Interesting poster about Cytosorb clearing antibiotics at the Barcelona ESCMID conference 2 weeks ago
P1689
Poster Session VI
PK/PD of antifungals and miscellaneous antibacterials
COMPLETE IN-VITRO ADSORPTION OF ANTI-INFECTIVE DRUGS TO AN EXTRACORPOREAL
CYTOKINE FILTER
C. Kˆnig1, A.C. Rˆhr2, O.R. Frey2, A. Kˆberer3, A. Nierhaus4, C. Langebrake1, S. Kluge4, A. Brinkmann3
1Department of Pharmacy, University Hospital Hamburg-Eppendorf, Hamburg, Germany ; 2Department
of Pharmacy, General Hospital of Heidenheim, Heidenheim, Germany ; 3Department of Anaesthesia
and Intensive Care Medicine, General Hospital of Heidenheim, Heidenheim, Germany ; 4Department of
Intensive Care, University Hospital Hamburg-Eppendorf, Hamburg, Germany
Objectives: The purpose of the presented study was to examine the adsorptive capacity of a novel
extracorporeal cytokine filter with respect to the elimination of anti-infective drugs in an experimental invitro
set-up.
Methods:To investigate the filtrability of ceftazidime (80 mg/l), ciprofloxacin (15 mg/l), flucloxacillin (80
mg/l), fluconazole (40 mg/l), gentamicin (20 mg/l), linezolid (20 mg/l), meropenem (20 mg/l),
metronidazole (20 mg/l), piperacillin (80 mg/l), vancomycin (40 mg/l), voriconazole (10 mg/l) in NaCl 0,9
%, 1000 ml an extracorporeal cytokine filter (CytoSorb®, CytoSorbents) and a saline drip (Infusomat
space®, B.Braun) in circuit were used. Prior to sampling, 300 ml of solution were discarded to ensure
complete filling of the filter system. During a filtration time of 120 min. at a flow rate of 1,2 l/h samples of
the solution as well as post and pre- filter samples were retrieved and stored at -70 °C until analysis.

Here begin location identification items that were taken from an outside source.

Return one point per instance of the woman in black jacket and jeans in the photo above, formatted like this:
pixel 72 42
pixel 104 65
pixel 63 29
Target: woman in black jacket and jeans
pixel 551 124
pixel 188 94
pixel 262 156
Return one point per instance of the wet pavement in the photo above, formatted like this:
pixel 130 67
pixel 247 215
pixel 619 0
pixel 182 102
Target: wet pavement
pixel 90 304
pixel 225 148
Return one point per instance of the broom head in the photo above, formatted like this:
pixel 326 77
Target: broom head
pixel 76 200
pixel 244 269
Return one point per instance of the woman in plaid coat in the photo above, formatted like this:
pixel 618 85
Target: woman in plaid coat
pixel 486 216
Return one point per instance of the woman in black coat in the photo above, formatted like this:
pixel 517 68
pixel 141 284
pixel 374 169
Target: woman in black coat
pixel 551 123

The quantification was performed by high performance liquid chromatography with UV-detection and
fluorescence polarization immunoassay.
Results: No drug was detectable in post filter samples at any time. Observed drug clearances were
(l/h): ceftazidime 1,27; ciprofloxacin 1,31; flucloxacillin 1,17; fluconazole 1,28; gentamicin 1,13; linezolid
1,26; meropenem 1,38; metronidazole 1,27; piperacillin 1,29; vancomycin 1,19; voriconazole 1,36.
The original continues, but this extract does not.